Going over the resources that families in poverty have at their disposal, Lewis-Pankratz said teachers probably have the best chance to cause change in a child’s life. But for those teachers who are uninformed about how to reach these kids, she said they will write them off as unreachable and that can negatively impact a child for years.
“Teachers are powerful,” she said. “They are agents of change in the lives of these kids. One thing I often hear is ‘I never realized why families were blowing me off and their kid’s education.’ Families experiencing poverty are very smart and capable.
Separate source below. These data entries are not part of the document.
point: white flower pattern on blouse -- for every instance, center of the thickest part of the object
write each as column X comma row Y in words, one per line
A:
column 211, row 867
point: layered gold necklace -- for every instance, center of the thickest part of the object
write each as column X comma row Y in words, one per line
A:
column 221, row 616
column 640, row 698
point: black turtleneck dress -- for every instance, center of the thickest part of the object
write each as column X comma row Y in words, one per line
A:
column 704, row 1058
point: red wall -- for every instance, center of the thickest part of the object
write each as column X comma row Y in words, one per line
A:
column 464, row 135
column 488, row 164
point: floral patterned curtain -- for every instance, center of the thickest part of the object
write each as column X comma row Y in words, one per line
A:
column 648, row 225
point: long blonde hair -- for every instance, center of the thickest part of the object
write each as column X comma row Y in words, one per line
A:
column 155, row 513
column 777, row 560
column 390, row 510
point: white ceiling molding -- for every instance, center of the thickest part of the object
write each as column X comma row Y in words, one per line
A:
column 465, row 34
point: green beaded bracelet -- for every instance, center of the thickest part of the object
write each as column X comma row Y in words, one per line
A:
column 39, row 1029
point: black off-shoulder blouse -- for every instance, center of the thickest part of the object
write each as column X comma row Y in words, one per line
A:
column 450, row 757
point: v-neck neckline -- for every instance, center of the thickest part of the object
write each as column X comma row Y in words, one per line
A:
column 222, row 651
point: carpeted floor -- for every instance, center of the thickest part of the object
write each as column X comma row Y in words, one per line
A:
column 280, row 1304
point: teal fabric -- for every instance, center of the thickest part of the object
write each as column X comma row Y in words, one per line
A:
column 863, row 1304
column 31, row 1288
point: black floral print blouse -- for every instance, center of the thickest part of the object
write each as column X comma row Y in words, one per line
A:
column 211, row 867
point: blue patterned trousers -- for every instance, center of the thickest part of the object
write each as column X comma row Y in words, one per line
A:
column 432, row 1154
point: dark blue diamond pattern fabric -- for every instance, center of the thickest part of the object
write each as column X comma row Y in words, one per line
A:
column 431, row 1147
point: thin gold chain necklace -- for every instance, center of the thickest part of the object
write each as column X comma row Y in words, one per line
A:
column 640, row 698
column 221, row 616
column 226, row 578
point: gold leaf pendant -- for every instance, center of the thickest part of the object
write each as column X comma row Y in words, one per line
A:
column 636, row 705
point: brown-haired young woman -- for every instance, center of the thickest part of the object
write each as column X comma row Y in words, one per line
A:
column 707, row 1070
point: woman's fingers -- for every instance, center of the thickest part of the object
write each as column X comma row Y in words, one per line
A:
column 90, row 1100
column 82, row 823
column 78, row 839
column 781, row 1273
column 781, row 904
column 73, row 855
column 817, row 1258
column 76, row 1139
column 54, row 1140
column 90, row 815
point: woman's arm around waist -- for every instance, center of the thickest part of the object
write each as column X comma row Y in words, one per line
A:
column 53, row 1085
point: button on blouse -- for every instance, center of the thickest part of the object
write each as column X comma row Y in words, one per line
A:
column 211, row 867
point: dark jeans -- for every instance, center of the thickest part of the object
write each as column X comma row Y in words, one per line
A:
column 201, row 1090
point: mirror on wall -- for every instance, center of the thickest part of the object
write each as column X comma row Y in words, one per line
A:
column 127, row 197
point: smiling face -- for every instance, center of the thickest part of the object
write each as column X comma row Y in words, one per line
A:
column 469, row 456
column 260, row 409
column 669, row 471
These kids are helping out at home and the parents are doing everything they can to make money to keep the lights on. And we label these kids as lazy or irresponsible.”
At one point, Green stressed to the teachers the importance of taking the lessons they learned in the simulation out into the workplace when the school year starts.
“Use that network,” he said. “Take the opportunity to build relationships with these kids. There are going to be some kids that will be coming back for the first time since the pandemic. You may be starting over with some of these kids. But this is the only way that we can connect.”
While teachers and schools have a big impact on families living in poverty, Lewis-Pankratz said that is not the only place such change can occur. The community itself can be a great resource to people living in poverty, and it is up to those individuals living in the community to decide to help and work to make a difference. If more people put in an effort to help the poor around them, she said so many lives could be changed for the better.
“We can get local people out of poverty,” she said “In school, teachers can provide support, but if we work together in our small towns we can get people out of poverty. These kids need us, these families need us.”
Greenwood School District staff members work in family units to talk about their assigned problems with poverty and steps they can take to cope. The exercise was designed to inform staff members of problems children may face in school due to financial situations at home.